Oil needed for electric vehicles mining
The fleet of electric vehicles is expected to grow to 200 million units by 2030 according to the International Energy Agency (IEA). It usually thought that a transition from combustion engines to battery electric vehicles will be a transition from fuels to metals. But the reality is that fuels are needed to extract and process these metals, as well as for generating the electricity. Ignoring the latter, we can estimate how much fuel will be needed just to extract the metals necessary for manufacturing an electric car. According to the IEA, an electric vehicle needs almost more than 6 times the amount of minerals compared to a conventional car, omitting steel and aluminum. If we look into more detail about the mining for these minerals, we will realize that there are significant amounts of diesel needed.
A conventional car usually requires 22.3 kg of Copper, 11.2 kg of Manganese, and 0.1 kg of Zinc per unit. In comparison, an electric vehicle requires 53.2 kg of Copper, 24.5 kg of Manganese and the same amount of Zinc. Nevertheless, electric vehicles require other set of metals and minerals that conventional cars don’t: Lithium, Nickel, Cobalt, Graphite, Rare earths, amongst others. But these metals, like many others, can’t be just found in their pure state in nature. They need to be processed from sediments in the soil, and thus require massive amounts of energy. As a general rule, minerals are extracted from mineral ores, where they are present in the form of compounds which contain both the metal sought and a range of other chemical elements.

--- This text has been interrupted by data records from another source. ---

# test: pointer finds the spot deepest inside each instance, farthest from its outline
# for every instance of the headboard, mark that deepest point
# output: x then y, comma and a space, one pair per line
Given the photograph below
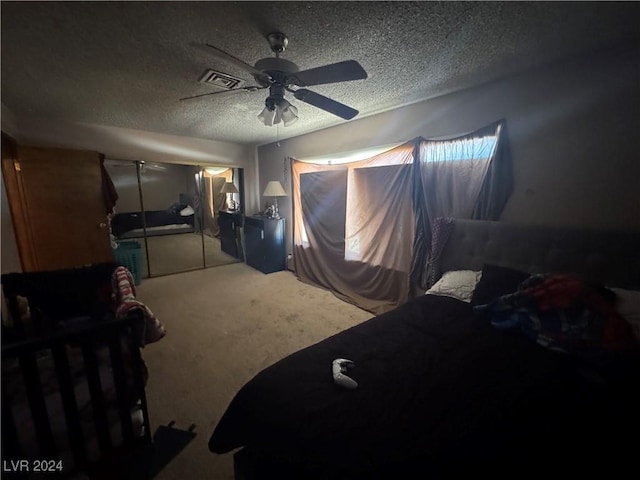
610, 257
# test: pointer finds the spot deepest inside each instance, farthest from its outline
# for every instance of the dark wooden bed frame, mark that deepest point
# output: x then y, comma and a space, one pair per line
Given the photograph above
610, 257
25, 344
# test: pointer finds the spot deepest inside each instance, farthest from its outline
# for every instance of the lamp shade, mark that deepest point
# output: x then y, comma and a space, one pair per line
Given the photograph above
229, 187
274, 189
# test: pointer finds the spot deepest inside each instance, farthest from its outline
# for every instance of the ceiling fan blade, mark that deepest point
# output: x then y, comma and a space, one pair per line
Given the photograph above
333, 73
231, 59
325, 103
227, 92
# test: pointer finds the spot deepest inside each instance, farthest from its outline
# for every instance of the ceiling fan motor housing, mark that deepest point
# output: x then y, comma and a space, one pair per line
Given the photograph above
278, 42
277, 68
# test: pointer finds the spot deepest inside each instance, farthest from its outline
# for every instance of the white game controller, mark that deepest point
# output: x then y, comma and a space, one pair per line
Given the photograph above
340, 367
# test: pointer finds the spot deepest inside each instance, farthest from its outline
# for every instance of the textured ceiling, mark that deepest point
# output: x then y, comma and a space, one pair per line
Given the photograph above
127, 64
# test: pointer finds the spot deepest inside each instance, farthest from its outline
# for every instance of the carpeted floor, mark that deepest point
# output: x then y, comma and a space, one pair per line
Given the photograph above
224, 325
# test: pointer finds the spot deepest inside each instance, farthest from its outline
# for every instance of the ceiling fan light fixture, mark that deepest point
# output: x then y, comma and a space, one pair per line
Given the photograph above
267, 116
288, 112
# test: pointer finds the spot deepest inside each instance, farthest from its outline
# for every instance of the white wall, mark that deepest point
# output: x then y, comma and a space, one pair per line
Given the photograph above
574, 131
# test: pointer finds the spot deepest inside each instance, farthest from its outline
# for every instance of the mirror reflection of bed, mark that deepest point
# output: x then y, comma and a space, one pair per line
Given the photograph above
178, 207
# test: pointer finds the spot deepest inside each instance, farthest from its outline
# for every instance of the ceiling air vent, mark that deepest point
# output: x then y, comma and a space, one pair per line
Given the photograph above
221, 80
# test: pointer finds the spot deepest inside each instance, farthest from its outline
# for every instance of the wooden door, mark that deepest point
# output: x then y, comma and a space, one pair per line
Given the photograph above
63, 208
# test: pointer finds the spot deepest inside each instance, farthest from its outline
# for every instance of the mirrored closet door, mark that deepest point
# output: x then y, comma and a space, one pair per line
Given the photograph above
170, 214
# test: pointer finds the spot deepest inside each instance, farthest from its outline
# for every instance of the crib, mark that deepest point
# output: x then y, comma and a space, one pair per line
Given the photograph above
73, 378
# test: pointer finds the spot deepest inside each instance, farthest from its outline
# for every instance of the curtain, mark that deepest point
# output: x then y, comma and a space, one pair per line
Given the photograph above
363, 229
463, 177
353, 227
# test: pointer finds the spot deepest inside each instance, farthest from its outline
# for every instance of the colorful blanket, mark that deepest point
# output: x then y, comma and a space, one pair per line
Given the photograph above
563, 313
124, 292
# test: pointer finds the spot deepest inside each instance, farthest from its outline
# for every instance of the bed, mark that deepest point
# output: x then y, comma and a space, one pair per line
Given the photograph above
178, 218
73, 378
444, 389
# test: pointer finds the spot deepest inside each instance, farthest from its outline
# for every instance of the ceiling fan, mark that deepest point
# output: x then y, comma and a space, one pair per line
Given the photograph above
280, 76
133, 164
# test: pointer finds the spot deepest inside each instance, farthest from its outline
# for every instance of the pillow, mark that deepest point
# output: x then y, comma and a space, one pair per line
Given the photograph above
187, 211
495, 282
628, 306
457, 284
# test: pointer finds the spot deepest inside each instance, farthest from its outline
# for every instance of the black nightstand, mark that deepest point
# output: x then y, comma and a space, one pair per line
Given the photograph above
264, 243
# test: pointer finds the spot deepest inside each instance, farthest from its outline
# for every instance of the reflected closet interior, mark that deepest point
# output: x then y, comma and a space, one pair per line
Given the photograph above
178, 217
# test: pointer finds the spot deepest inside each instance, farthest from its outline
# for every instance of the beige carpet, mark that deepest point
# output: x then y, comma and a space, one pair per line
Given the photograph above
182, 252
224, 325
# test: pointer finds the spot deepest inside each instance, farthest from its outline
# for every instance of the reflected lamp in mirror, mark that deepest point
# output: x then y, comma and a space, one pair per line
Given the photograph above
229, 189
274, 189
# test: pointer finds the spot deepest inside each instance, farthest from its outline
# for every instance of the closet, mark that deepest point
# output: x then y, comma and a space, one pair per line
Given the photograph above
174, 214
57, 206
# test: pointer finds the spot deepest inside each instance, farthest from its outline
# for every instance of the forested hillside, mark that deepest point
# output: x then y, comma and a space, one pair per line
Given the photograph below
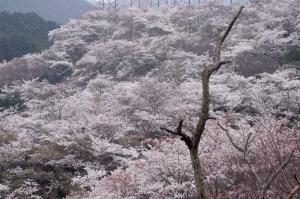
85, 118
23, 33
60, 11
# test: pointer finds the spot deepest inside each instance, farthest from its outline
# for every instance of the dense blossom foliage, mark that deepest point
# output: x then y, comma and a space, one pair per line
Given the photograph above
82, 119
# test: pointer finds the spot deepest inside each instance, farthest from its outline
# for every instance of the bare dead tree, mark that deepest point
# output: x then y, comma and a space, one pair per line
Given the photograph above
192, 141
264, 185
296, 189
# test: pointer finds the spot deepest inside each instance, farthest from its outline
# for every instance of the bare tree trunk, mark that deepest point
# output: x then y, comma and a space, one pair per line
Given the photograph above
198, 173
295, 190
193, 141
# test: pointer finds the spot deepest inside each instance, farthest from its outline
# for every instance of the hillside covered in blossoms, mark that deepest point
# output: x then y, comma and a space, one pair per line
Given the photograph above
86, 117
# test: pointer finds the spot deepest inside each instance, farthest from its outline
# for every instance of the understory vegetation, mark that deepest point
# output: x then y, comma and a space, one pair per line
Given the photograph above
84, 118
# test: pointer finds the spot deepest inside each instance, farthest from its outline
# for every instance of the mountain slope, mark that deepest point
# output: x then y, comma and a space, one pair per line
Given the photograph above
87, 111
23, 33
55, 10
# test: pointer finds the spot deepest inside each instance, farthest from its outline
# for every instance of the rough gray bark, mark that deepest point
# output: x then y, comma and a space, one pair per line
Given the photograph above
193, 141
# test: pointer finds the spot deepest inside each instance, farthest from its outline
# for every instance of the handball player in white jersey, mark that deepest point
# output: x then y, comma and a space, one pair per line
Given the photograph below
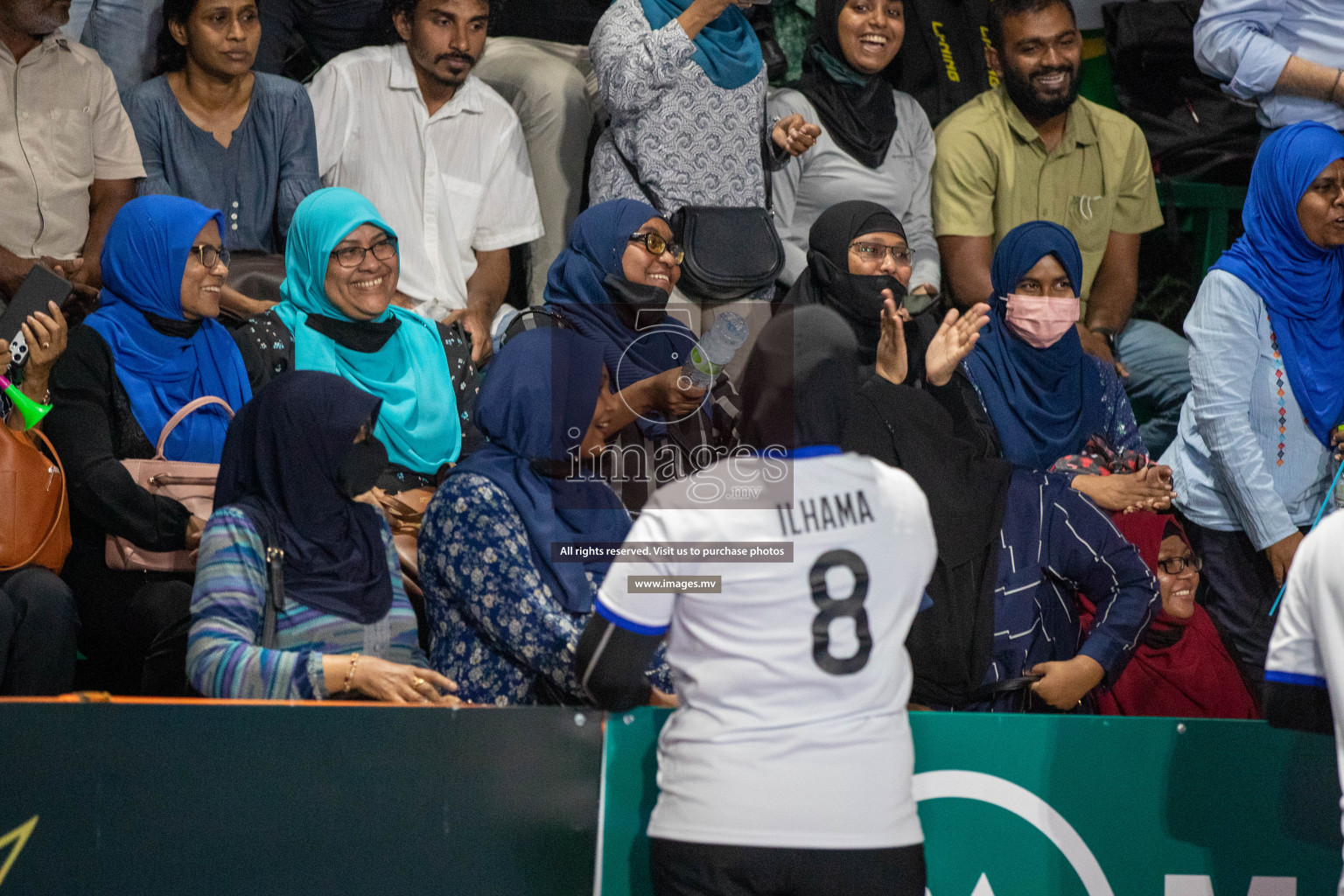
787, 768
1304, 673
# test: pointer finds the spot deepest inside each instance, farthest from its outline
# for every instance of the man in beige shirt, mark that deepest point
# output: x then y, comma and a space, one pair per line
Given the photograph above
1031, 150
67, 152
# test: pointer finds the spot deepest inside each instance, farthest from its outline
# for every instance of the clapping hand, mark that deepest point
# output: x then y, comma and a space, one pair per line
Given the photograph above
794, 135
956, 338
892, 363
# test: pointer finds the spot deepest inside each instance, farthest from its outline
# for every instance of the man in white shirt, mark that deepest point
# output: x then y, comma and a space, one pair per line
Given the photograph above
1304, 673
69, 158
787, 768
438, 152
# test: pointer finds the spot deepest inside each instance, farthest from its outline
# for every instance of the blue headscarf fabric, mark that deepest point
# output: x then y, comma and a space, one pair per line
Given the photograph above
143, 261
726, 49
574, 286
1300, 283
418, 421
1045, 402
283, 459
536, 407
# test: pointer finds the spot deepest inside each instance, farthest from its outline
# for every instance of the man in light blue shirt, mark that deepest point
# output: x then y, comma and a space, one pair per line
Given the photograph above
1284, 54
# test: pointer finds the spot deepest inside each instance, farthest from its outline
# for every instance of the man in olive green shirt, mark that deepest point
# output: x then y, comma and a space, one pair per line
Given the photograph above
1031, 150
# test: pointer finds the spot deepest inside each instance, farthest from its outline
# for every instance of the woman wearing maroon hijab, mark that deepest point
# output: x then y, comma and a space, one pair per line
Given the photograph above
1180, 667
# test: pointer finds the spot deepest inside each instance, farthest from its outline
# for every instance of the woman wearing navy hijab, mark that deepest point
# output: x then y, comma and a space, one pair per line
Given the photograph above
1251, 456
152, 346
506, 612
1045, 398
612, 284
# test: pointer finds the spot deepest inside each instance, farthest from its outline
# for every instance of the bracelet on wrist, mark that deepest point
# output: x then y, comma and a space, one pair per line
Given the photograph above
350, 672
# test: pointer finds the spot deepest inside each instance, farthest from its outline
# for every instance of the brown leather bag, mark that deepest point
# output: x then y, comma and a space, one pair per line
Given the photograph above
35, 514
187, 482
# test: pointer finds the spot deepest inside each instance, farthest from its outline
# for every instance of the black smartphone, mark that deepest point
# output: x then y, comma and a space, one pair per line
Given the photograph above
38, 288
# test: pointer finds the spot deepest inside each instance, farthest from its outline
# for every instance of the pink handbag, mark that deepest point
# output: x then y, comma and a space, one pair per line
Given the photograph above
185, 481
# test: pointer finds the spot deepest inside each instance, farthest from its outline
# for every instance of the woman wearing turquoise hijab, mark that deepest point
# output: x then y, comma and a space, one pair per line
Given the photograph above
340, 277
686, 83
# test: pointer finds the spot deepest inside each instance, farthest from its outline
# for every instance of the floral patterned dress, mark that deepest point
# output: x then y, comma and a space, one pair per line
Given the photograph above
495, 627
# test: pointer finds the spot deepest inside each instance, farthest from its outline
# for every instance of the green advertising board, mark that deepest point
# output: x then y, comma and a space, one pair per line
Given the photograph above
1070, 806
110, 800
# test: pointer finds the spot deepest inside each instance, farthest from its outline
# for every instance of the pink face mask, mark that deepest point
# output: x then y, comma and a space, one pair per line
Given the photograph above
1040, 320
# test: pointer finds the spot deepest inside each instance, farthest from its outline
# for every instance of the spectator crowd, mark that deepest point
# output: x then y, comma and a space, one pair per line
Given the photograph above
399, 453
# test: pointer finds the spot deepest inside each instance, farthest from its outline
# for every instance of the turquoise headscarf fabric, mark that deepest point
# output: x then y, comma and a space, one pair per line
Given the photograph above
726, 49
418, 421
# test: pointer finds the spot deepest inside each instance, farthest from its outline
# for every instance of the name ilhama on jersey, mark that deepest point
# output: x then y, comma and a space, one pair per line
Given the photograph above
824, 514
794, 676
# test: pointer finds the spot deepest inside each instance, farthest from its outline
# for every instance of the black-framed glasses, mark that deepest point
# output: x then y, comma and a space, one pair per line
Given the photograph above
1175, 566
877, 251
210, 256
654, 245
354, 256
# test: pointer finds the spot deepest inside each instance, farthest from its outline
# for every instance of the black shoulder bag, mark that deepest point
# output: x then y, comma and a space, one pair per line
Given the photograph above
275, 556
730, 250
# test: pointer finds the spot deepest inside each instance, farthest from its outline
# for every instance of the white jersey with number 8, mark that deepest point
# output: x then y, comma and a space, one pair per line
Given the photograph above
794, 680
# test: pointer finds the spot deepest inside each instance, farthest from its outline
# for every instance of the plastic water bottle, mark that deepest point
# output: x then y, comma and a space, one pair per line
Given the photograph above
715, 349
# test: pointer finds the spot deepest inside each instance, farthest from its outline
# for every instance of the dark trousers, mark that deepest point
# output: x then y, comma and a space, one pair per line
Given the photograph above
712, 870
327, 27
1239, 592
133, 629
38, 630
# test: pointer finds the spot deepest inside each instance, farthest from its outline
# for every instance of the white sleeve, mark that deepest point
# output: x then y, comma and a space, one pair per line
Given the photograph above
641, 612
914, 524
1309, 632
509, 214
330, 93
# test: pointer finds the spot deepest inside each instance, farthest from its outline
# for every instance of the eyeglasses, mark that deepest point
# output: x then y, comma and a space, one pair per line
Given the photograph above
654, 245
210, 256
354, 256
877, 251
1175, 566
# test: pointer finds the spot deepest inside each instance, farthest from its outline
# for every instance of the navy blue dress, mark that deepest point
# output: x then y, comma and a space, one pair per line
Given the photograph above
258, 180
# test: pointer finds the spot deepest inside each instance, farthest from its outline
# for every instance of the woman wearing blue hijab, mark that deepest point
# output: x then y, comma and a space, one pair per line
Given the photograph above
338, 316
1045, 398
506, 612
612, 284
150, 348
1251, 454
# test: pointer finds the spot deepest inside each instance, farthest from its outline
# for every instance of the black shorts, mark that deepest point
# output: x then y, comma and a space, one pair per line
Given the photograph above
710, 870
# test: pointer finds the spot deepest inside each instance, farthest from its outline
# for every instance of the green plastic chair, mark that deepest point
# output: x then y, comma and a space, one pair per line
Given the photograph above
1206, 211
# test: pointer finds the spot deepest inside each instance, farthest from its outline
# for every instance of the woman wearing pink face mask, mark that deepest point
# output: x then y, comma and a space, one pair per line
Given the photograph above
1045, 398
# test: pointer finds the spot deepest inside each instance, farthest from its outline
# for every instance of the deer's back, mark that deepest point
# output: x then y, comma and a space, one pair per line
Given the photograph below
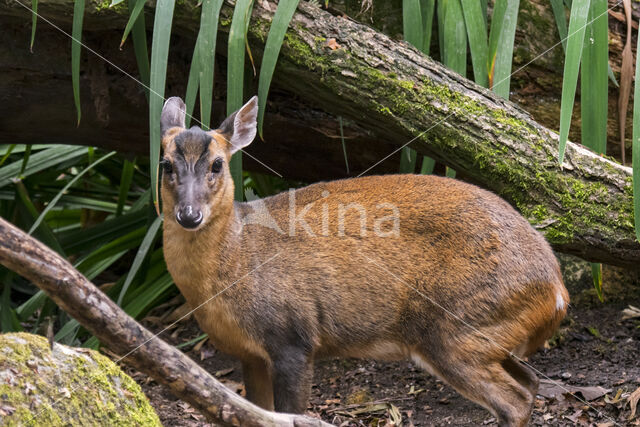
457, 248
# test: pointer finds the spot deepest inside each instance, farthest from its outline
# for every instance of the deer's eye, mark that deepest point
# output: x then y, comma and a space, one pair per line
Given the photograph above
167, 167
216, 167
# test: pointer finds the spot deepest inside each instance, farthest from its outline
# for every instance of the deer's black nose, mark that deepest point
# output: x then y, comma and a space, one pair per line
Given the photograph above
188, 217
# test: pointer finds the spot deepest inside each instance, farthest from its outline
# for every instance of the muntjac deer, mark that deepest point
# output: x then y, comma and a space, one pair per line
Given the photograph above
388, 267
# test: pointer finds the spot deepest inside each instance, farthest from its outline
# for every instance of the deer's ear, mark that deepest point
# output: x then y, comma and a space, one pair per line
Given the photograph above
173, 114
240, 127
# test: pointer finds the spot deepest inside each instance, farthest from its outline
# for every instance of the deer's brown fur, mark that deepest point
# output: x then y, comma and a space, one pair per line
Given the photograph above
461, 284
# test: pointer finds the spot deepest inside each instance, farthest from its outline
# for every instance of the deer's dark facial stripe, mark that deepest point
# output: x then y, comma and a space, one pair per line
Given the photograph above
191, 166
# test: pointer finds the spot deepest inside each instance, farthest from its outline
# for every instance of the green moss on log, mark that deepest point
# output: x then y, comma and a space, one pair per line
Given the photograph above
66, 386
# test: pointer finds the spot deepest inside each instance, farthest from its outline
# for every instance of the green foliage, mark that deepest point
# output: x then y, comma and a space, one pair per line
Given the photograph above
477, 32
235, 85
57, 195
158, 76
206, 56
575, 43
34, 21
279, 25
501, 38
636, 147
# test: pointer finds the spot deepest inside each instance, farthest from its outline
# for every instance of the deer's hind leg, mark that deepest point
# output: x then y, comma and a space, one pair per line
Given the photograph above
523, 374
256, 374
487, 383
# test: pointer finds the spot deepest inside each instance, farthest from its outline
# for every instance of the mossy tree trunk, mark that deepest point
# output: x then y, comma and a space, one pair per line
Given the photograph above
583, 207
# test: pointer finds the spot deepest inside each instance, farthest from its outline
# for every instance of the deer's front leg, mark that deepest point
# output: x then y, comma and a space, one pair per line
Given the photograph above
257, 382
292, 372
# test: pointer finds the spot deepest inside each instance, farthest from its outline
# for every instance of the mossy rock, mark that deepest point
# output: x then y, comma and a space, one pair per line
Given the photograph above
65, 386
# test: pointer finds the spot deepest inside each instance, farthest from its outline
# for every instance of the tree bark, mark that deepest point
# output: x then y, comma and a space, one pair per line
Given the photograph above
583, 207
143, 350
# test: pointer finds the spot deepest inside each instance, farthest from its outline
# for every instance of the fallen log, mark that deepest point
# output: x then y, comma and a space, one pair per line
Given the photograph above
123, 335
583, 207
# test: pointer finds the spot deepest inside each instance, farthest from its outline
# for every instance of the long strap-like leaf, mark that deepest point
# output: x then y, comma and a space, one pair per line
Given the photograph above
575, 40
636, 147
235, 79
206, 56
158, 75
53, 201
501, 39
279, 25
76, 33
477, 32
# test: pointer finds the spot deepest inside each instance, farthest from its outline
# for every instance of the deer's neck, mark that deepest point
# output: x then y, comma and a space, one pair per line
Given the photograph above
202, 261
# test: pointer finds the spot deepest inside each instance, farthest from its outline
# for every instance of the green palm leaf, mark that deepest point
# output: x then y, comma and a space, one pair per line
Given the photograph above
501, 39
235, 79
76, 32
636, 147
575, 41
158, 75
279, 25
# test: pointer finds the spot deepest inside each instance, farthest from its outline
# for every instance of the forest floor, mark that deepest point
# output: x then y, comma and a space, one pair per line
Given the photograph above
595, 355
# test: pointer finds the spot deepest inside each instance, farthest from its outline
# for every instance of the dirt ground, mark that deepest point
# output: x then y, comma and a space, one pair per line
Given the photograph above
595, 356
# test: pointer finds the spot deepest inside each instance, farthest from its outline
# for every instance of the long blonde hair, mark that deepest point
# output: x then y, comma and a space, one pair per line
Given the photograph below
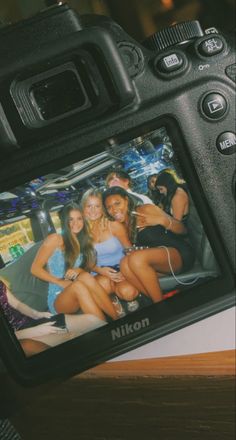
94, 192
76, 245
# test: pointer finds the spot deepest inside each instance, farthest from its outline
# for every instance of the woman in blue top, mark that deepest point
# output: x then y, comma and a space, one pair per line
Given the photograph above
109, 239
63, 261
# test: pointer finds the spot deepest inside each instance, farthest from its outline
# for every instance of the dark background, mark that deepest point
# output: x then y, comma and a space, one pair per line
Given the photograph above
139, 18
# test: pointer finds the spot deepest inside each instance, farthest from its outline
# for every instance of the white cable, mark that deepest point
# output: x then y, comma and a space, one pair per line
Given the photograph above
172, 271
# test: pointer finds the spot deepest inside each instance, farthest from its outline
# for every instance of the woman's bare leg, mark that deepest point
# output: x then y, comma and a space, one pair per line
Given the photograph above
126, 291
32, 347
77, 296
99, 294
107, 284
130, 275
80, 324
145, 263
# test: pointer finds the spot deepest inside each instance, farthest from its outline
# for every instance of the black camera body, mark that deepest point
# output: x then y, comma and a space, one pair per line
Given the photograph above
70, 86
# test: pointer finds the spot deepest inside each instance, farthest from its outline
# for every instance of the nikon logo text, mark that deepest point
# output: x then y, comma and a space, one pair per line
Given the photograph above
127, 329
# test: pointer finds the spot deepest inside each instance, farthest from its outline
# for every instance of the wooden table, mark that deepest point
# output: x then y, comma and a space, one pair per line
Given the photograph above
189, 397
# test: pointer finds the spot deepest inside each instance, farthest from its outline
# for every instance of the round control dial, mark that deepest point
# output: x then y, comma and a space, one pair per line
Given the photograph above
176, 34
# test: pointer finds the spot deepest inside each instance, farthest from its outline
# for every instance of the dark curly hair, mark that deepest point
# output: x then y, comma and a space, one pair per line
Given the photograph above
169, 179
132, 205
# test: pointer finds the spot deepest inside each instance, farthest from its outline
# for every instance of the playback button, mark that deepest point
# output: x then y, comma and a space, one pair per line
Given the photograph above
226, 143
214, 106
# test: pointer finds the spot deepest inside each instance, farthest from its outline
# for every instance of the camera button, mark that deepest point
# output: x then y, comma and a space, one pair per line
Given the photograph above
214, 106
231, 72
170, 63
226, 143
211, 46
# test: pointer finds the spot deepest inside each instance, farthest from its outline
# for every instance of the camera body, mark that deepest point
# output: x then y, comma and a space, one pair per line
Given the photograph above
71, 86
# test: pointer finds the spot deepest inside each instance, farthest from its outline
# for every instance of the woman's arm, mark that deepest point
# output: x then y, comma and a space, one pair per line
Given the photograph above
180, 204
39, 330
120, 231
151, 215
50, 244
24, 308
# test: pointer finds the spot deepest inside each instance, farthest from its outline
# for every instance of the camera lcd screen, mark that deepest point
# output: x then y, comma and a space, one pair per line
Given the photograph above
103, 200
58, 94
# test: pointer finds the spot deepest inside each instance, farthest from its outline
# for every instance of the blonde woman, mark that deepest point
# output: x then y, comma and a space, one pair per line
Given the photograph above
64, 261
110, 238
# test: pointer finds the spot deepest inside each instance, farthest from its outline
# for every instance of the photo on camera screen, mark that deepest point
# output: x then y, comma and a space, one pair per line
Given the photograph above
99, 240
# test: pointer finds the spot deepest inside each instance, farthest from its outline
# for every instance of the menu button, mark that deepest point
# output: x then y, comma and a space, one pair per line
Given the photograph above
226, 143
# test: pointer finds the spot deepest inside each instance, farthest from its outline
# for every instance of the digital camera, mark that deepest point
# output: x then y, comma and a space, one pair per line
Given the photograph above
79, 99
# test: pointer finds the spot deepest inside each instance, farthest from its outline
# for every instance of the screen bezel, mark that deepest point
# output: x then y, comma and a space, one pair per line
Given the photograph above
166, 317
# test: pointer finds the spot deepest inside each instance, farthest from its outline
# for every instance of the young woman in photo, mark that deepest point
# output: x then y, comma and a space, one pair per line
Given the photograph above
64, 261
149, 226
38, 331
109, 238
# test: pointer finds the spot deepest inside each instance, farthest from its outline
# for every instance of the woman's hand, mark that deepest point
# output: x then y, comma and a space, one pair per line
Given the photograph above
71, 274
148, 219
112, 274
39, 315
64, 283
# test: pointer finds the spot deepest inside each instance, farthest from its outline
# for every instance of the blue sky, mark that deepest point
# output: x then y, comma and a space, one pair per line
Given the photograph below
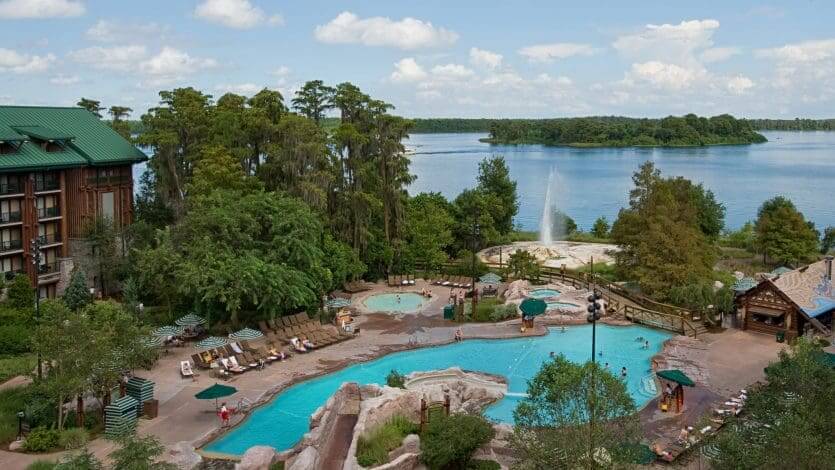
433, 58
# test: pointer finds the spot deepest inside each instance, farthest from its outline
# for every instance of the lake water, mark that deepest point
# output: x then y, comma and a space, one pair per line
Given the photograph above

As an example, in most cases copper ores contain between 0.6 and 1 per cent of copper. This means that per each tonne of ore there are maximum between 6 and 10 kg. Consequently, the copper necessary for an electric vehicle requires extracting and processing almost 9 tons of ore. And the heavy machines that can handle these volumes work on diesel. But diesel isn’t found as a raw material in nature: in the United States, refineries create on average 41 to 45 liters of diesel per each 159-liter barrel of oil. According to Memary, R., Giurco, D., Mudd, G., & Mason, L. (2012), each ton of ore requires 0.002 tons of diesel. 1 liter of diesel weights typically 0.84 kilograms. These equals 21 liters of diesel, or half a barrel of oil. For 200 million vehicles, it would be required 100 million barrels of oil. This might seem a huge amount, but it’s equivalent to roughly one day of global oil production (89.8 million barrels per day in 2021). The diesel used per vehicle for the extraction of the copper ore is just 1% of what the typical passenger car in the United States utilizes per year.
But there is huge divergence between how many tons of mineral ore you need per ton of mineral pure. For example, Lithium ores usually have a 1% concentration of Li2O, which in turn is 46% Lithium based on mass. Therefore, each ton of ore contains just 4.6 kilograms of Lithium. Nickel ranges from 1% to 4% concentration in the ore. Manganese, a very abundant metal, has various concentrations, but it is sought in rich grades with a minimum concentrate of 30%. Zinc varies between 10% and 30%. Cobalt ores grade may be as low as 0.02%. Table below summarizes the average concentrates for each of the minerals required for electric vehicles.
Not only is the concentrate different, but so the mining process and the nature of the mining. It may come from open pit mining, or underground. It may be in more accesible or remote regions, or come with harder materials. This will impact how many ores are needed per vehicle, and how much work is needed to extract and process these ores. We can go to the literature to find the average tons of diesel per ton of ore.
The resulting figure leads that for extraction of the minerals needed for EV manufacturing, it would be needed 1,646.29 million barrels of oil. This equals more than 18 days of daily global output for 2021. For comparison, the API estimates that each car on the United States consumes 23.2 barrels of oil (bear in mind per barrel of oil only 21 liters of gasoline/diesel are created) per year. With 275.9 million registered vehicles, this amount equals 6,400.8 million barrels of oil. Roughly speaking, driving a gasoline-powered car entails 5.3 times more oil than an electric vehicle considering just mining of the metals and minerals needed for ev manufacturing. While the savings in terms of oil are more than 80%, we are omitting from this analysis manufacturing and electricity, which are also hydrocarbon intensive.